A pervasive yet underexplored phenomenon in service delivery is the tendency toward leniency, which can ultimately lead to negligence in service interactions. Despite its significance, we observe that the notion of leniency in service has been overlooked in the marketing literature. Therefore, this paper proposes the conceptual notion of service leniency, identifies its intrinsic and extrinsic drivers and examines its impacts on the overall service journey.

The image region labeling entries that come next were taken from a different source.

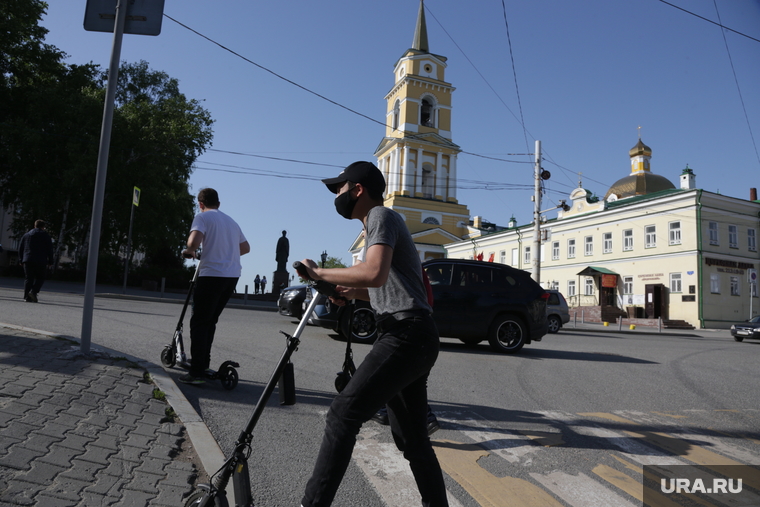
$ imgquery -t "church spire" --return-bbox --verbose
[412,0,430,53]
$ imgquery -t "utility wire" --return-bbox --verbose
[713,0,760,168]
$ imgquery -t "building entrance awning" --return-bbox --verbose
[578,266,620,276]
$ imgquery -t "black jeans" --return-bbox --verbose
[190,276,238,377]
[24,262,47,297]
[301,316,448,507]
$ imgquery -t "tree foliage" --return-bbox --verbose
[0,0,213,278]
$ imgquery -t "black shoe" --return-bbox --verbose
[372,407,390,426]
[428,409,441,436]
[177,373,206,385]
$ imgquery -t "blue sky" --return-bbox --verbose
[42,0,760,291]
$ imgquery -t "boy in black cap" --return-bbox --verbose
[302,162,448,507]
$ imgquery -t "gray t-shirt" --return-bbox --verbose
[366,206,433,316]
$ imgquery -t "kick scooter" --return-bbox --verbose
[161,257,240,391]
[185,261,336,507]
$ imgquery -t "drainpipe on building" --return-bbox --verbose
[697,190,705,329]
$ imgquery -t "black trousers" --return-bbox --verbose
[24,262,47,297]
[190,276,238,377]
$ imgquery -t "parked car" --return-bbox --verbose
[277,285,307,319]
[546,290,570,333]
[302,289,377,343]
[731,315,760,342]
[422,259,549,354]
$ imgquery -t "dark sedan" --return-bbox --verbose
[731,315,760,342]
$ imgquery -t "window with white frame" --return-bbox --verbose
[623,229,633,252]
[710,274,720,294]
[728,225,739,248]
[731,276,741,296]
[670,273,683,292]
[707,222,719,245]
[668,222,681,245]
[644,225,657,248]
[602,232,612,253]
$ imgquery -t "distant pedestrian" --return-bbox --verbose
[18,220,53,303]
[179,188,251,384]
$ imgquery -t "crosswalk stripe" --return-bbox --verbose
[530,471,635,507]
[354,425,462,507]
[435,440,562,507]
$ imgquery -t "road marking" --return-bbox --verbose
[354,425,462,507]
[530,471,635,507]
[434,440,562,507]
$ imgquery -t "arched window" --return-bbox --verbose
[420,97,435,127]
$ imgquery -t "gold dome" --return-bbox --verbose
[604,173,676,201]
[628,139,652,157]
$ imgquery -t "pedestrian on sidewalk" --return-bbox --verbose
[179,188,251,384]
[18,220,53,303]
[301,162,448,507]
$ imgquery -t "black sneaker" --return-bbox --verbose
[177,373,206,385]
[428,409,441,436]
[372,407,390,426]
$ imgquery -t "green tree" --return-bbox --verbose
[0,0,213,282]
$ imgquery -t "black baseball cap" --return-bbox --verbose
[322,162,385,194]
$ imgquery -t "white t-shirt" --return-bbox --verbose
[190,209,246,278]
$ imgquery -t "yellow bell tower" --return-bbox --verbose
[375,0,470,260]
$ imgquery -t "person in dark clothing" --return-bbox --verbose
[18,220,53,303]
[301,162,449,507]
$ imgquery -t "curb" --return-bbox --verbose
[0,324,236,505]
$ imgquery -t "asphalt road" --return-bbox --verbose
[0,280,760,507]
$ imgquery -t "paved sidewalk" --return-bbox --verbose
[0,326,199,507]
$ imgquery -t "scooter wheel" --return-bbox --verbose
[185,489,230,507]
[161,345,177,368]
[217,366,238,391]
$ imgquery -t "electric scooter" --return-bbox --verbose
[185,261,336,507]
[161,257,240,391]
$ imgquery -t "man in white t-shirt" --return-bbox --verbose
[179,188,251,384]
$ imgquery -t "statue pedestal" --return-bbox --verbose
[272,271,290,294]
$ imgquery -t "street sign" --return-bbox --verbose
[84,0,164,35]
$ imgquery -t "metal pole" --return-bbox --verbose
[80,0,127,354]
[533,140,541,285]
[121,202,135,294]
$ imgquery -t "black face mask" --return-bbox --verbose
[335,189,357,220]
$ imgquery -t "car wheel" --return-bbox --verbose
[340,308,377,343]
[546,315,562,333]
[488,315,526,354]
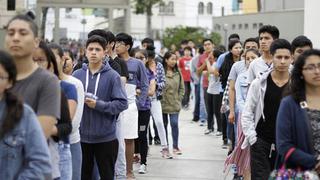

Design/methodology/approach

The study employs Jaakkola’s (2020) approach to conceptualize service leniency through theory synthesis and typology development. This study bases the notion of service leniency on two theoretical perspectives: service-dominant and customer-dominant logics. A review of literature within services marketing forms the basis for conceptualizing and identifying key drivers of service leniency.

Findings

Service leniency is defined as undue permissiveness or laxity in adhering to service standards, leading to compromised service delivery. Intrinsic drivers include permissive service culture, work role disengagement, training insufficiency, performance incentive misalignment and ambiguous service standards. Extrinsic drivers encompass assumed customer tolerance, feedback mechanism deficits, neglect of customer-driven innovations, risk aversion in service innovation and generational expectation gaps.

Research limitations/implications

As a conceptual study, the propositions and frameworks discussed here require empirical validation.

Social implications

This study highlights the potential societal implications of service leniency by emphasizing how its mitigation can foster improved public trust and satisfaction with high-quality service delivery.

Originality/value

This study proposes the concept of service leniency, addressing a critical phenomenon that demands attention in the marketing literature.